Einmal in den Fängen der Sonderschule, zieht Dich eine unsichtbare Kraft nicht nur in den Bildungskeller, sondern gleichzeitig ins soziale Aus, wie in ein „Schwarzes Loch“… wenn nicht zufällig – gleichsam einem Lottogewinn – viele günstige Faktoren im sozialen Beziehungsnetz diesen äußerst ungünstigen, ja sogar extrem Menschenrechte verletzenden und daher auch schädlichen Sog / Effekt abbremsen.
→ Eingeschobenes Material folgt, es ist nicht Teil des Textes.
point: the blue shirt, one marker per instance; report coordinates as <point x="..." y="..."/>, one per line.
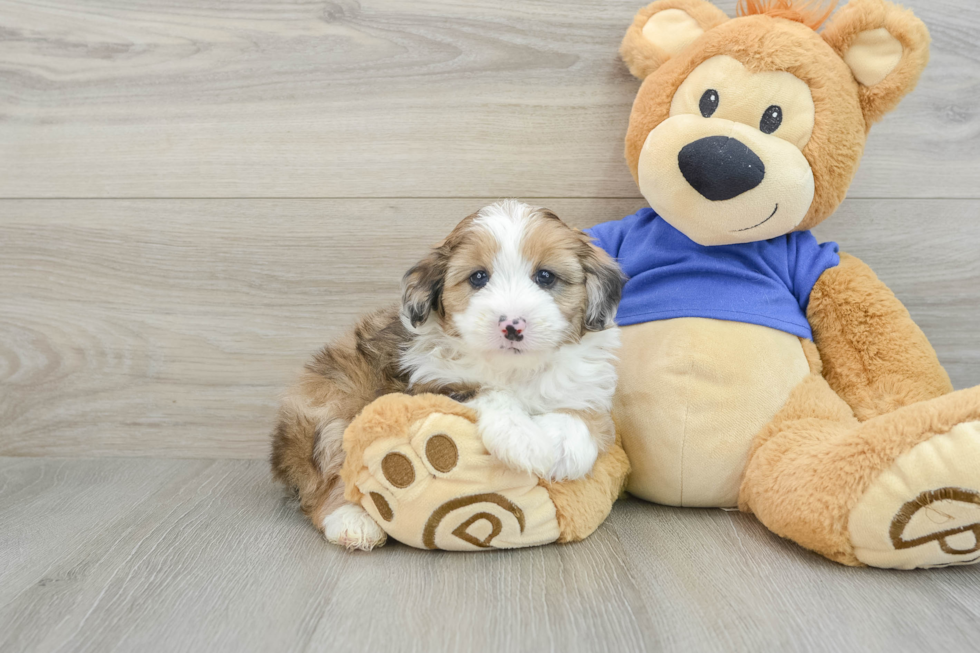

Lottogewinn hat allerdings überhaupt nichts mit Bildungsgerechtigkeit, Chancengleichheit, Diskriminierungsfreiheit etc. zu tun und ist daher genauso wenig mit unserer Verfassung – Würde, Gleichheit, Freiheit – vereinbar!
Seit 2009 sollte eine Diskussion über die Frage Sonderschule versus Allgemeines staatliche Schule obsolet sein. Die Frage einer Beschulung jenseits/außerhalb der allgemeinen staatlichen Schule sollte ausschließlich auf individuellen ganz besonderen und daher ebenso SELTENEN individuellen Bedürfnislagen beruhen, die auch nicht mit „angemessenen Vorkehrungen“ an den „Schulen in der Gemeinschaft, in der die Kinder leben“ (UN-BRK) ausgeglichen werden können. Sonderschulen in der Masse wie vor Inkrafttreten des Gesetzes (Bundesgesetzblatt Dezember 2008) müssten daher bei Einlösung des Menschenrechts inzwischen entweder zumindest überwiegend leer stehen oder aber in allgemein staatliche – inklusive – Schulen umgewandelt worden sein.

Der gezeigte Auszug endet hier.